Hotel Anglo-Hispano is a building in Algeciras, Spain. It was originally used as a hotel and is now used as an office space.

History
This building operated as a hotel from the late nineteenth century to the 1980s. It was the scene of several major events in the history of Algeciras. In 1906, along with the nearby Hotel Reina Cristina, it served much of the delegations attending the Conference of Algeciras. It underwent extensive restoration between 2007 and 2010 and is built in the eclectic style.

Architecture
The building style has three floors organized around a central courtyard, through which the rooms can be accessed by stairs. One aspect of the façade on the ground floor are doors and window lintels with small decorative elements that correspond to the old hall. The rooms on the second and third floors have windows free of decoration and instead have balconies in colonial style. The terrace of the building repeats an element present in the city with a metal handrail attached by several piles of masonry. The left side of the building is accessible to the Coral Courtyard, a set of homes built on the ancient gate of the medina Arabian Sea. By the sea, in the same street is the building of the Kursaal. This is a modern construction by Guillermo Pérez Villalta, and it is an exhibition hall today.

Restoration

In 2007, the municipality of Algeciras made a specific amendment to the General Urban Plan (General Plan) in order to change the uses allowed for a building occupying this building plot.
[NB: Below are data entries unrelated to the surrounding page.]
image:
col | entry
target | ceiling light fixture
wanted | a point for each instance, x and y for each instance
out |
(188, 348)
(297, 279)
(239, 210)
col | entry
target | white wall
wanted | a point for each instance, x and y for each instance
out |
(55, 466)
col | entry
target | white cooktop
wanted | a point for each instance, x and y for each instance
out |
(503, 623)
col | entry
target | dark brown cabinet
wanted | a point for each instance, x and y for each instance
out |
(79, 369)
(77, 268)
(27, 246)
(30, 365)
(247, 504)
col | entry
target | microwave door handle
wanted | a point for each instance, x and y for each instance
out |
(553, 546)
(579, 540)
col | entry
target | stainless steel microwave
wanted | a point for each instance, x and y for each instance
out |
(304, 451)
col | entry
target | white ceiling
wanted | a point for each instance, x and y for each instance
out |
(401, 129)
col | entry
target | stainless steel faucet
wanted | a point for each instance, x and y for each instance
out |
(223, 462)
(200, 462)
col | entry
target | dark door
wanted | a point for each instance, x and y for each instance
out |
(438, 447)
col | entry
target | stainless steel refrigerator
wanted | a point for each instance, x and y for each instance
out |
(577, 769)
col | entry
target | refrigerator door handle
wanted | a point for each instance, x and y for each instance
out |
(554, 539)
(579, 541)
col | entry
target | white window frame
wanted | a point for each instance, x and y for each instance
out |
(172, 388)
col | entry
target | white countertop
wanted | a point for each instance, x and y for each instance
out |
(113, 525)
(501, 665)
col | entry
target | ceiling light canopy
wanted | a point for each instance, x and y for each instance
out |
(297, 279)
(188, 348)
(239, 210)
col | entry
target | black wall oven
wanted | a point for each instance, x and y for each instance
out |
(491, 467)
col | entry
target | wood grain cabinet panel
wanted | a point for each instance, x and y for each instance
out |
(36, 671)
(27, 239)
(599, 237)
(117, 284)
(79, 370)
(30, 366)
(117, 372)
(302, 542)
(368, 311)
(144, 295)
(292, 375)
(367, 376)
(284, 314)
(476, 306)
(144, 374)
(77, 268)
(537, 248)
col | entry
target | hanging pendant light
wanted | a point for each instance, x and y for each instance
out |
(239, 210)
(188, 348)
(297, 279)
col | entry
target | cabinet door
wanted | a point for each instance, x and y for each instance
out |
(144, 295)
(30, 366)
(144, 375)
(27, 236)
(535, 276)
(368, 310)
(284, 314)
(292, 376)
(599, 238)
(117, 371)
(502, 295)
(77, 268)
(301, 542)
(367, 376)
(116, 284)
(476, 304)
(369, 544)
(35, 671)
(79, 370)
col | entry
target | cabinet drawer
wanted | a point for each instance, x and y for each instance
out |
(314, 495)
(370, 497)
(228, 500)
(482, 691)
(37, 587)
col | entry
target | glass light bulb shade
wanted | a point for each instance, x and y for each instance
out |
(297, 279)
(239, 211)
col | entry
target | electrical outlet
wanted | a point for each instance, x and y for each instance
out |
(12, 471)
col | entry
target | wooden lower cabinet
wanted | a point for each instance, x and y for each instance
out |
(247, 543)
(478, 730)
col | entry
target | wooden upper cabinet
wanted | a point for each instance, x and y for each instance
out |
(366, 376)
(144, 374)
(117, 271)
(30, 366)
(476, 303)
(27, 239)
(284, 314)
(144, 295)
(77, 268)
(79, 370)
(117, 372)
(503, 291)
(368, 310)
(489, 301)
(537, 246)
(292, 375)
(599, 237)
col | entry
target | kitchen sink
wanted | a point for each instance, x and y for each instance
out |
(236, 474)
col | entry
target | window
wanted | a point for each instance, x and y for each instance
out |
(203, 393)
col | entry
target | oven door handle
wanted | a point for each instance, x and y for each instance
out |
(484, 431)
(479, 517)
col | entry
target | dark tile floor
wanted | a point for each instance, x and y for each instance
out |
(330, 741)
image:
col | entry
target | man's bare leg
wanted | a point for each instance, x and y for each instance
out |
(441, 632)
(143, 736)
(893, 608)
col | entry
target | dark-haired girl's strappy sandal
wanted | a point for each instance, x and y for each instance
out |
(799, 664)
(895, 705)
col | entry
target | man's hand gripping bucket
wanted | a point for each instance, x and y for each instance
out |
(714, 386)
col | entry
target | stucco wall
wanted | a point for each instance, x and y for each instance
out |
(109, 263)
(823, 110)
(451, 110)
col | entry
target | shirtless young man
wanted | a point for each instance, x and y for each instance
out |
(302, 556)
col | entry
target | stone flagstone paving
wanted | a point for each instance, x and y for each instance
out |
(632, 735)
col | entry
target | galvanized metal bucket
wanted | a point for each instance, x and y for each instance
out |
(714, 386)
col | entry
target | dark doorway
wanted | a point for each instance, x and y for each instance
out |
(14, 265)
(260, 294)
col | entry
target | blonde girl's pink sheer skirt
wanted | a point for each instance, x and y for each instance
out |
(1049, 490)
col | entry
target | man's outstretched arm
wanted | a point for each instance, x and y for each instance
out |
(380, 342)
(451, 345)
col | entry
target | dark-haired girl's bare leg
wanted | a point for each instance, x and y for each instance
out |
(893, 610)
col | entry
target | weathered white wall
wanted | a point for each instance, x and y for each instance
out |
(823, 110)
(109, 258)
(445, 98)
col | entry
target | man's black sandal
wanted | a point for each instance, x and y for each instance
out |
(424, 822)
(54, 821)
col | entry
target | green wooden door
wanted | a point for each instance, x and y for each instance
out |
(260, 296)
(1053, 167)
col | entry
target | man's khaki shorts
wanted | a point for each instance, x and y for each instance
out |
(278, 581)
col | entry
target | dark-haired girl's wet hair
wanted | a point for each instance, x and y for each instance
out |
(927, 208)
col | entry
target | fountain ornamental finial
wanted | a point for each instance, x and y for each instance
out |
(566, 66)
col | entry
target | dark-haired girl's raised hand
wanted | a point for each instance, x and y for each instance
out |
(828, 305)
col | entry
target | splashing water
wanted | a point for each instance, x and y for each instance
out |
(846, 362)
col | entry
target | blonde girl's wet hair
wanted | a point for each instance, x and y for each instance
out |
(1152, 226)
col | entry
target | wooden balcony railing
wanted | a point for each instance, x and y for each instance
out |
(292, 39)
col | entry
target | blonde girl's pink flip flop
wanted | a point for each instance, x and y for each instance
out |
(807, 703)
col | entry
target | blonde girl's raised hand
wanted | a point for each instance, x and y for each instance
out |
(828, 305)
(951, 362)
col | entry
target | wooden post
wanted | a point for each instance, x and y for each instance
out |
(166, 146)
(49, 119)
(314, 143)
The purpose of this change was, given the high costs of restoration of the building, was to allow the purchase of the building by a private company that would take over the work. Thus the management of the Hotel Anglo-Hispanic went from a plot for public use to private use. This made possible the restoration of the building in 2008 and its transformation into an office building occupied by a law firms called Anglo-Hispanic. The recovery of the building was accompanied by development of the mouth of the river with the construction of an urban park called Paseo del Rio de la Miel. This opened in 2010 and helped the value of the building and adjacent areas.